All he had to go on was what Miss Grey had given him – a name, and a few words, a senseless promise – and the memory of turning Marina’s hands in his. He’d find her, somehow. He’d trust Miss Grey, like he should have all along. Things had only turned bad when he’d started trying to know better than her.

 
He looked at his feet with a twinge of guilt.

 
Nothing incomprehensible about that instruction.
Don’t put them on again. Let the earth hold you up.
Mad, maybe, but not incomprehensible.

 
He’d put his shoes and socks on that morning, up in Hester’s tiny spare room, because . . . For no particular reason. Because that was what you did in the morning, what normally happened. You put your shoes on.

 
A small floating jetty stuck out from the edge of the beach, its landward end mounted on wheels so it could follow the tide up and down. That had to be where the ferry went from, Gav thought, though there was no boat tied up to it.
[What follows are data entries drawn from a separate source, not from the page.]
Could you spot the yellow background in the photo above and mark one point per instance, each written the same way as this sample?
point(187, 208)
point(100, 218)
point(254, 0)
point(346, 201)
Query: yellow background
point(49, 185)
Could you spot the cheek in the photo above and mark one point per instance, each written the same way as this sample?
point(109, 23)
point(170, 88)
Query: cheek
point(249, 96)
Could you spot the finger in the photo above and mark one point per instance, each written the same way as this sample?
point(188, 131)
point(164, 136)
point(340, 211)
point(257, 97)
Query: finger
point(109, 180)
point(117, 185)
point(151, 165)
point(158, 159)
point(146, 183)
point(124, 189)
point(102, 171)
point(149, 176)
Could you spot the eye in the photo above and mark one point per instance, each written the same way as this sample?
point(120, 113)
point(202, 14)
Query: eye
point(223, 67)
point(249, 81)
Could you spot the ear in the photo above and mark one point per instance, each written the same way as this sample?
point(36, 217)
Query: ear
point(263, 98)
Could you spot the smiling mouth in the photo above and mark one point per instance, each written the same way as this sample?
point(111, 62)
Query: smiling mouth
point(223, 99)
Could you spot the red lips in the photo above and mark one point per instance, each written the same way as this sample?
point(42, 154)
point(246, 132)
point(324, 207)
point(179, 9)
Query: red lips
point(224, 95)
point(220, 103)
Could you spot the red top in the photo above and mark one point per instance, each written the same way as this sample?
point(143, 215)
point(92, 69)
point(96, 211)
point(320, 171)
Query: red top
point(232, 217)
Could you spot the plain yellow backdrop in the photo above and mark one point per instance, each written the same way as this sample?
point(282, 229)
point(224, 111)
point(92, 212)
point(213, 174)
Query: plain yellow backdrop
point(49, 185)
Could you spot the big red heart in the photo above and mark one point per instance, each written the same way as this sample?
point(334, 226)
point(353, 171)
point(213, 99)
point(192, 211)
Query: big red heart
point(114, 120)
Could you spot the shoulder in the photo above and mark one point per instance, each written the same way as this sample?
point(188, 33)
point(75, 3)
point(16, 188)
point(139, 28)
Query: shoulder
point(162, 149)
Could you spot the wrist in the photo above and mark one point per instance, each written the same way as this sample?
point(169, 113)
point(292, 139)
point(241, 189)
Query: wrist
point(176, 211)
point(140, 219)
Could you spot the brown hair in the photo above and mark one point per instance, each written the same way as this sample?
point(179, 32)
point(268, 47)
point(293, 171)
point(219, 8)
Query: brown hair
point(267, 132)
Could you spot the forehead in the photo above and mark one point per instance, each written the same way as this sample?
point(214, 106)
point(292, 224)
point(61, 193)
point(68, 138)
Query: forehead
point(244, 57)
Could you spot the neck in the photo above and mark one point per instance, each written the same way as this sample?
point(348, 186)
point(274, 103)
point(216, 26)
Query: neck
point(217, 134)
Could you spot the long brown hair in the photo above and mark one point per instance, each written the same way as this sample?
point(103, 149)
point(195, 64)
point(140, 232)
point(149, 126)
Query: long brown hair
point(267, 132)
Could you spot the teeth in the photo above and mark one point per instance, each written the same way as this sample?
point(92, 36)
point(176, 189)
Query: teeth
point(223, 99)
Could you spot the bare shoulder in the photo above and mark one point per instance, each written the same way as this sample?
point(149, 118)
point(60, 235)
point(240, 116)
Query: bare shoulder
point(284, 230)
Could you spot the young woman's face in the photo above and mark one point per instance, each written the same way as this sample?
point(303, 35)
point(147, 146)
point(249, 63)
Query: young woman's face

All the vessels on the moorings clogging this patch of the river were silent and unmanned. The only activity was on the shore beyond him. Someone at the far end of the beach had unloaded a small inflatable from the back of a Land Rover and was hauling it down to the water.

 
Gawain sat on the edge of the road, took off his shoes and stuffed his socks inside them. He dug his toes into the sand. He thought it a bit unlikely that Miss Grey would only have wanted him to go barefoot once he got to a beach, but it was a start, he told himself. Got to start somewhere.